Leaving soil bare over the winter period can have detrimental effects on its structure and fertility. Rain leaches nitrates from the soil and weeds can gain a foothold creating extra work for the gardener. Green manure plants can help in a number of ways. Members of the legume family can fix nitrogen in the soil improving fertility for the following crop, all of them help to suppress weeds and when dug in add organic matter. Some, like the broad bean, Vicia faba can also provide food during the growing period. Here are a few of the most beneficial plants for sowing now (late summer/autumn) and overwintering.
The Nitrogen Fixers
Alfalfa (Lucerne) Medicago Sativa
This crop is a tall perennial with deep roots which can occupy a plot for a whole season. It provides plenty of organic matter when dug in, is a good weed suppressant and is a nitrogen fixer coming from the legume family. It can be sown in late summer for digging in come spring.
Broad (or fava) Bean Vicia faba
This crop is highly versatile withstanding the coldest winters, providing organic matter when dug in and again is a nitrogen fixer. Additionally, if sown in rows 30cm apart with 10cm between seeds then you will get a crop of beans too. Seeds can be harvested for the following year’s crop of green manure or beans if desired. Sow in autumn or early summer.
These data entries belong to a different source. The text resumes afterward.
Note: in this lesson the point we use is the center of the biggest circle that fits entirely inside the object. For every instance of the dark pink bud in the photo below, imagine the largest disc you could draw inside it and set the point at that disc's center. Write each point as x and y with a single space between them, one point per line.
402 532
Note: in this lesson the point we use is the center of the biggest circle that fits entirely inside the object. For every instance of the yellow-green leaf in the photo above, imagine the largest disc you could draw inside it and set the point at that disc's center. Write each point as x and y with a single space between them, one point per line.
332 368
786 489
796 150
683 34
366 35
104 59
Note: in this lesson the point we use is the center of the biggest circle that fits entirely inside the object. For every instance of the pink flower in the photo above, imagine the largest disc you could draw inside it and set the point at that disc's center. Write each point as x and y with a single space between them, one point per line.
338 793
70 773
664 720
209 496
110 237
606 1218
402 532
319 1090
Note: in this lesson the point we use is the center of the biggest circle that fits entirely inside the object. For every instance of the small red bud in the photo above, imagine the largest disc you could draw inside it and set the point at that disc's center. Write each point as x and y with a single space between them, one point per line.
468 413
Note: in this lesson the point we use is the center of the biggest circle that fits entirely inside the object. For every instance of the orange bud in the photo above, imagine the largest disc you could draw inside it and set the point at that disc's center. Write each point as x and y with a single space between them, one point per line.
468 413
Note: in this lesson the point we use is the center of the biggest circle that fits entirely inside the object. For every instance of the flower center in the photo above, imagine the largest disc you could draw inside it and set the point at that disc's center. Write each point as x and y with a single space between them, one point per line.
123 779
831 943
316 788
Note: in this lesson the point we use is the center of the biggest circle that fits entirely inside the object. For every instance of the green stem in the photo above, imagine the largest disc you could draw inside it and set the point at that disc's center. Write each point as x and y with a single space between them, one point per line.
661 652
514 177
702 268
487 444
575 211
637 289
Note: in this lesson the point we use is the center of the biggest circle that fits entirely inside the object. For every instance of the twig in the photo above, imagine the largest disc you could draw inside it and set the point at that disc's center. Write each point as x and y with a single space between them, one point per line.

Red Clover Trifolium pratense
Red clover is low growing with a wide spreading root system. It fixes nitrogen and provides plenty of organic matter when dug in. It needs to be sown before autumn, preferably in spring or late summer. Sow in rows 15cm apart scattering the seed at 30g per sq metre. When the land is needed just dig it in.
Winter Tare Vicia villosa
This plant is extremely useful as an overwintering crop where land is unoccupied. It has an extensive root system, fixes nitrogen and supplies a good return of organic matter to the soil. Seeds are sown in late summer, in rows 15cm apart and about 7cm between each seed. It can also be sown in spring and summer if needed.
Non Nitrogen Fixers
Rye Secale cereale
This agricultural crop is a perennial with an extensive root system. It doesn’t fix nitrogen but adds a good amount of organic matter to the soil when incorporated in spring. The perennial variety can be sown in late summer or autumn, scattered in rows 23cm apart. It can also be broadcast sown at 30g per sq metre. If you want seeds for the following year, allow some plants to set seed and save.